Evrensellik ilkesi, hem bilgi hem de siyasal ve sosyal alanlarda mutlak geçerliliği ve mekana bağlı kalınmadığını savunan anlayış biçimidir. Bu anlamda evrensellik tüm insanlık tarafından benimsenmiş ilkeleri şart koşar. Gerçekliğin bir bütün olduğunu ortaya koyar.
“Evrensel olamayan bir insan milli fayda sağlayamaz” sözü Türkiye’nin mevcut durumuna atfen söylenmiştir. Çok yerinde bir tespittir. Eğitim sisteminin yalnızca Türk tarihini ve coğrafyasını anlattığı, gazetelerin sadece iç politika haberlerini yayınladığı, Çin’de, Güney Amerika’da ve Afrika’da olan bitenlere ilişkin bir satır yazı bile yazmadığı, spor programlarında yalnızca Türk sporunun konuşulduğu, insanların ne günlük hayatlarında ne de mesleklerinde dünyada olup biteni takip etme gereksinimi duymadığı, üzerine tüm bunlar iyi bir şeymiş gibi gösterilip “yerli ve milli” olmanın pohpohlandığı bir anlayışa yapılan bir uyarıdır. Aslında, günümüzün en evrensel değeri, milletlerin özgürce yaşama ve kendi seçtikleri yoldan gelişme haklarıdır.

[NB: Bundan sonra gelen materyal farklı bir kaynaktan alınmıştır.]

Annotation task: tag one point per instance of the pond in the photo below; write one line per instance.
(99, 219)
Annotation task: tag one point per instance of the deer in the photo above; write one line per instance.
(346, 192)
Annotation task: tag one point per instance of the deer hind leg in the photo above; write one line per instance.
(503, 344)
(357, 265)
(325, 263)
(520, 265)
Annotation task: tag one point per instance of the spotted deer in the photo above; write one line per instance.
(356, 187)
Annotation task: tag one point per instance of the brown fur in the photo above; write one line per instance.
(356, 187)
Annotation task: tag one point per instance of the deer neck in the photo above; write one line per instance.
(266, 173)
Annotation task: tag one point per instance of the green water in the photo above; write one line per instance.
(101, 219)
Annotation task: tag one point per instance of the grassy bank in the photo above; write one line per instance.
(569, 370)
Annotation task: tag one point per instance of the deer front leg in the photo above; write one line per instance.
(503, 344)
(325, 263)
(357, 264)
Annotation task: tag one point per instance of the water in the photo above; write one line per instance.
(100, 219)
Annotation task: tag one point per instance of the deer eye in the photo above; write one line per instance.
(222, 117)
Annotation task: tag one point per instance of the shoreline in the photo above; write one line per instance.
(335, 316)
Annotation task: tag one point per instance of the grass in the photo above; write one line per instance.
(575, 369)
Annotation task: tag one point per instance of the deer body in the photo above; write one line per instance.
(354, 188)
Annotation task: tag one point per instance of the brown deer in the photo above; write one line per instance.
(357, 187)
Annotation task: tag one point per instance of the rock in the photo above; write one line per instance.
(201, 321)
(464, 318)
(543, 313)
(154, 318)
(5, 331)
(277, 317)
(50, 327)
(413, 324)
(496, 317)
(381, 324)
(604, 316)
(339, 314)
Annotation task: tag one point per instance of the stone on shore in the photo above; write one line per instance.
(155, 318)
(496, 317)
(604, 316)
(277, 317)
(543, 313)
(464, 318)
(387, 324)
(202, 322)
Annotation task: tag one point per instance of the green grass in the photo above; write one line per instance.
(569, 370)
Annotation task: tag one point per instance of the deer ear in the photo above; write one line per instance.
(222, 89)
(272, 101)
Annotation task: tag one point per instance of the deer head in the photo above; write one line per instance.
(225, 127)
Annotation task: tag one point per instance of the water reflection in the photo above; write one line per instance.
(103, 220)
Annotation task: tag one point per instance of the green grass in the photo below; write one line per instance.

İnsan ne kadar çok dünya görüşü bilir ve hayat tecrübesi edinirse kendisini ve çevresini daha iyi anlar ve hoşgörülü ilişkiler kurabilir, kendisi için daha uygun seçimler yapabilir. Bu bakımdan, sadece ezberleri ve saplantıları olan insanların sayısını azaltabilirsek evrensel düşünceye o kadar çok yaklaşırız. Bunun için diyoruz ki, koyu muhafazakarlık ve katı milliyetçilik kolaya kaçmanın yoludur. Olaylara ve gelişmelere tek pencereden bakmak insanın kendisini unutmasından farklı değildir. Unutmayalım ki, yaşam bir kerelik bir şans. Bu şansı en iyi şekilde kullanmak gerek. Korku da yaşamın en büyük düşmanıdır. Bunu çok iyi bilen iktidarlar halkı baskı altına almayı siyasetteki başarının en pratik yolu olarak görürler. Halbuki, korkuyu yenmenin tek yolu da huzurdur.
Günümüz siyasetinde milliyetçilik, tümü için değilse bile çoğu muhafazakar için bir iman konusu haline gelmiştir. Muhafazakar milliyetçilik, evrensel ve kendi kaderini tayin hakkına dayanan ilkeli milliyetçilikten çok, hamaset duygusu ile somutlaşan baskıcı ve merkezi düzen ile ilgili bir anlayışa dönüşünce evrensel düşünce yok sayılmaktadır. Bunun sonucunda, muhafazakarlar kendilerini halkı kendileriyle aynı görüşlere, alışkanlıklara, yaşam biçimlerine ve görünüşe sahip olarak görürler ya da onları kendileri gibi yaşamaya zorlarlar. Sürekli olarak, ulusun içeriden veya dışarıdan bir şekilde tehdit altında olduğu algısı en önemli ilham kaynakları olur. Bu nedenle, Tek Millet, Tek Bayrak ve Tek Devlet söylemini tekrar tekrar gündeme getirirler.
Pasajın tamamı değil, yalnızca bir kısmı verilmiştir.